To quell another controversy, House Banking Chairman Jim Leach offered to let the Federal Reserve decide whether commercial companies such as Microsoft Corp. could purchase grandfathered unitary thrifts.
Kenneth A. Guenther, executive vice president of the Independent Community Bankers of America, called the Leach proposal "a qualified victory for the banking lobby," which favored an outright ban. But ABA's Mr. Yingling and thrift lobbyists withheld final judgment because questions remain on the details.
Rep. Leach also made some concessions to insurance agents, but only grudgingly, under pressure from the House leadership.
In a letter Wednesday to executive vice president Robert A. Rusbuldt of the Independent Insurance Agents of America, the Iowa Republican blasted that association for making excessive demands, breaking its word on a previous deal, and exaggerating the threat from banks.

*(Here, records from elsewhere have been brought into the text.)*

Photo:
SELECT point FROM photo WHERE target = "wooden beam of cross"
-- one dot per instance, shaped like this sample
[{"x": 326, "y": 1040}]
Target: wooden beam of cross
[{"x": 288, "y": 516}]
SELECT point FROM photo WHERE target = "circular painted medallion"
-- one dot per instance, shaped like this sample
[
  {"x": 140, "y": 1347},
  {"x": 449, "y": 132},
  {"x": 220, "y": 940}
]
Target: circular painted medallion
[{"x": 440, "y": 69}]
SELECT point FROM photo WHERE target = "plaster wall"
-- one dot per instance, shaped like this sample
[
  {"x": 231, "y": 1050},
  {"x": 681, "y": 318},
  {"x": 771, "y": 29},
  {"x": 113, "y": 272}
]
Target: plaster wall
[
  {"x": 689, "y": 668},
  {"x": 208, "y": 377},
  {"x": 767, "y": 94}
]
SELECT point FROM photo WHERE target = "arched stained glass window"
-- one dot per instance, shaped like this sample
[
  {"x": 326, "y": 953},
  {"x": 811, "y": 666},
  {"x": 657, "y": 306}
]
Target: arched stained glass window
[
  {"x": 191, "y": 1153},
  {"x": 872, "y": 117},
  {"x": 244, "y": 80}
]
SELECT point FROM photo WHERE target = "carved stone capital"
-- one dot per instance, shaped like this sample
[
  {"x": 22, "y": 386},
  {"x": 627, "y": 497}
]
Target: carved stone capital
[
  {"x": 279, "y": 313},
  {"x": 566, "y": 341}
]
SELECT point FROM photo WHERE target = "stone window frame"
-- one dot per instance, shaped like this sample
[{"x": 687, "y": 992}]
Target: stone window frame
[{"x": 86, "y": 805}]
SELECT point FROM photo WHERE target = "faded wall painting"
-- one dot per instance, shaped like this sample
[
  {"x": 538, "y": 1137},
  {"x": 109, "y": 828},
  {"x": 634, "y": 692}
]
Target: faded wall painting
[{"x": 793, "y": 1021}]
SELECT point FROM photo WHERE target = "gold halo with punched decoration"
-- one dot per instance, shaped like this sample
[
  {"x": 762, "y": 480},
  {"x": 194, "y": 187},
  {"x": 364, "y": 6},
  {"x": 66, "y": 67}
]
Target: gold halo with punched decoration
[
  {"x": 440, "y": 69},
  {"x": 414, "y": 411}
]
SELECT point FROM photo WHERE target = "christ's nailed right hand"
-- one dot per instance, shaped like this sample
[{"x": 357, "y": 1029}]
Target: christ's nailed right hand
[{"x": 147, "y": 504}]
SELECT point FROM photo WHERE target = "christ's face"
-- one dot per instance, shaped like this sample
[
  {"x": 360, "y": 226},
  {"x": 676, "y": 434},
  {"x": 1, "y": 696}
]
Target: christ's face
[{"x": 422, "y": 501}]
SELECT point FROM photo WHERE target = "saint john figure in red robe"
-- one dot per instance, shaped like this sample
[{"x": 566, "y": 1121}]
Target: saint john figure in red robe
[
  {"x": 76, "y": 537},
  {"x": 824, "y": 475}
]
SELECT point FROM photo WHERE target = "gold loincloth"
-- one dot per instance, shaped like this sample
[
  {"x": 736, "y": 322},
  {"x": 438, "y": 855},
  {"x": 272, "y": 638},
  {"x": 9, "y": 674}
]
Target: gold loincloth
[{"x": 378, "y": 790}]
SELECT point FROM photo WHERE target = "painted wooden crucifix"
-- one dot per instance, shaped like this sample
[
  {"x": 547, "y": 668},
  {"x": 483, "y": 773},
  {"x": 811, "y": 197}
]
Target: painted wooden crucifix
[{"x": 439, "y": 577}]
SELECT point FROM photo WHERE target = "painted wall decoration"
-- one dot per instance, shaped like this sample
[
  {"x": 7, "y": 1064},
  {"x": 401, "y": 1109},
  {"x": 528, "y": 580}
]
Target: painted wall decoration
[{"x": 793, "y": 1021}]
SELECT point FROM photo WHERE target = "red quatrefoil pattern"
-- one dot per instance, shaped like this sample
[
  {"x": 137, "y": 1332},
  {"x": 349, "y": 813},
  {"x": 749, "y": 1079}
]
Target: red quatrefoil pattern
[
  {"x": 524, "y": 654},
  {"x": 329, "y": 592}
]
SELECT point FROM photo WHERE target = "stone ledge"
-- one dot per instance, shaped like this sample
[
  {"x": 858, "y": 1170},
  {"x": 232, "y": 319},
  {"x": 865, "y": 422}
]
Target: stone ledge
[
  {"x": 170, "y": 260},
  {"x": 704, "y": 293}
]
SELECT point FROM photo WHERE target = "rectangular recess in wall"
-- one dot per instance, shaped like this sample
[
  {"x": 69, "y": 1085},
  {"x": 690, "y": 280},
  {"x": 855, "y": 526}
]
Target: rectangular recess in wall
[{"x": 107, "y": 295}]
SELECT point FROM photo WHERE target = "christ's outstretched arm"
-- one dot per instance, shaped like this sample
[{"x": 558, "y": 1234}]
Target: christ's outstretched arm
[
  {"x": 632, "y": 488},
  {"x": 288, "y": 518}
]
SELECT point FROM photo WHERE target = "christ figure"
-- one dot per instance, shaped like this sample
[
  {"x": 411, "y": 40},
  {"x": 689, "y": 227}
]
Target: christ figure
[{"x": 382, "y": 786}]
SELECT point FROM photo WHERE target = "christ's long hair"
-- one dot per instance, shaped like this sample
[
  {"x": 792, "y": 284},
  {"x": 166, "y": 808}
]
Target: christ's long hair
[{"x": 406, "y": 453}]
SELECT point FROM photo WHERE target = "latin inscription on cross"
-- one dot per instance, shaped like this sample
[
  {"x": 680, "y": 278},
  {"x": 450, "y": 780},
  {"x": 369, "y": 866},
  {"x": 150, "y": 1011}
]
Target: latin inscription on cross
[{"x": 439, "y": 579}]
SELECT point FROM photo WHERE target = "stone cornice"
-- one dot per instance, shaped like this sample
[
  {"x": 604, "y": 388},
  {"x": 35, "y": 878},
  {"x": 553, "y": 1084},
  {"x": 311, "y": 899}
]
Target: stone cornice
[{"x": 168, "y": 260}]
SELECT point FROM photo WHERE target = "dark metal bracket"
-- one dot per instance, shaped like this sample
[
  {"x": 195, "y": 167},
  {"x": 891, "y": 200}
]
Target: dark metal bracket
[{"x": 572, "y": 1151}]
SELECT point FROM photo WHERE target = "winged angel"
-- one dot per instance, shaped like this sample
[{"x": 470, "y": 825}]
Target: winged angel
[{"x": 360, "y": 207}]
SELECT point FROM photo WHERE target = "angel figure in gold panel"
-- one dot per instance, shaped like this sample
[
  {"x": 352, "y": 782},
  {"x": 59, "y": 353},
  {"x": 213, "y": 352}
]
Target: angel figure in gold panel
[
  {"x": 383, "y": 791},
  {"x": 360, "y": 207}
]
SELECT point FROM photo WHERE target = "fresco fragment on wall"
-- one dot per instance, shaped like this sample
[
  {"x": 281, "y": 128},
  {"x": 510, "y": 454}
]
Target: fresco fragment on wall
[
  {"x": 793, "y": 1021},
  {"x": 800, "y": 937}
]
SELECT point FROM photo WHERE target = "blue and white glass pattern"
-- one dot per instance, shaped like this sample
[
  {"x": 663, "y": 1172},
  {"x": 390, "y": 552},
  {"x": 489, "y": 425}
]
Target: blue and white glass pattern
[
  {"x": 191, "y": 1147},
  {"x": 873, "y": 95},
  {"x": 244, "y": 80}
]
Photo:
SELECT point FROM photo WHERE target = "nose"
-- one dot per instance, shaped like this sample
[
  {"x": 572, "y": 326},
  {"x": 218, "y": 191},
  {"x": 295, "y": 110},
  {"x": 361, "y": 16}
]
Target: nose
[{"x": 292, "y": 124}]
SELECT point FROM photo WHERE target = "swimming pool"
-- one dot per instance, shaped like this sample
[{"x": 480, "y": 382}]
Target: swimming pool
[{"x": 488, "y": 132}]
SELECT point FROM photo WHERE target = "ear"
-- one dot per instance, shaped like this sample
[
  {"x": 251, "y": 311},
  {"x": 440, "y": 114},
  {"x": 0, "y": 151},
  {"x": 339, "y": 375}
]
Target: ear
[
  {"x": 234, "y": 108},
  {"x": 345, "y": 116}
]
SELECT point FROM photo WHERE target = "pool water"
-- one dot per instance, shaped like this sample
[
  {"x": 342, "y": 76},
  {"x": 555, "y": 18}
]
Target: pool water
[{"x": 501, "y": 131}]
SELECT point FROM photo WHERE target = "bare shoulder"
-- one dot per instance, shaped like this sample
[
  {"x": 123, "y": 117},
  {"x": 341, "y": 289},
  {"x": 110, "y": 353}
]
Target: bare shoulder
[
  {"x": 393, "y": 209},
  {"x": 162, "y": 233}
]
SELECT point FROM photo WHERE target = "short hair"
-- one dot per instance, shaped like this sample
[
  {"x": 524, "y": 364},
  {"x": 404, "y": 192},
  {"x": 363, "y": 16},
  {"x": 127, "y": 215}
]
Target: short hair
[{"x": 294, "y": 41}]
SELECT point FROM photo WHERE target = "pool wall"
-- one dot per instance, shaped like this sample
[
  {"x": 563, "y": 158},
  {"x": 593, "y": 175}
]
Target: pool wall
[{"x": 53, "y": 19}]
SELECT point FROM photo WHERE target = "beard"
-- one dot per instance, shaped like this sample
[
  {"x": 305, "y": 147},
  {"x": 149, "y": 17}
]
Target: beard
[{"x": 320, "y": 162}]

"It appears you are attempting to re-ignite a fire which common sense indicates should be allowed quietly to die out and which legislative principle assumes has been resolved in past negotiations," Rep. Leach wrote.
The compromise clarifies that state insurance commissioners would have authority over bank sales of insurance from towns with populations below 5,000.
Wary bank lobbyists are trying to figure out the significance of that addition. "We oppose that language because it looks like an attempted end- run on the Barnett (Supreme Court) decision" that opened up bank insurance sales, said Larry LaRocco, managing director of the ABA Insurance Association.
The deal also preserves a Commerce Committee provision that would let state insurance commissioners review the acquisition of insurance companies if questions arise about solvency or management.
On securities, the SEC could decide whether new financial products are securities, but would have to consult with bank regulators. Banks would have to sell these securities products through SEC-regulated holding company units.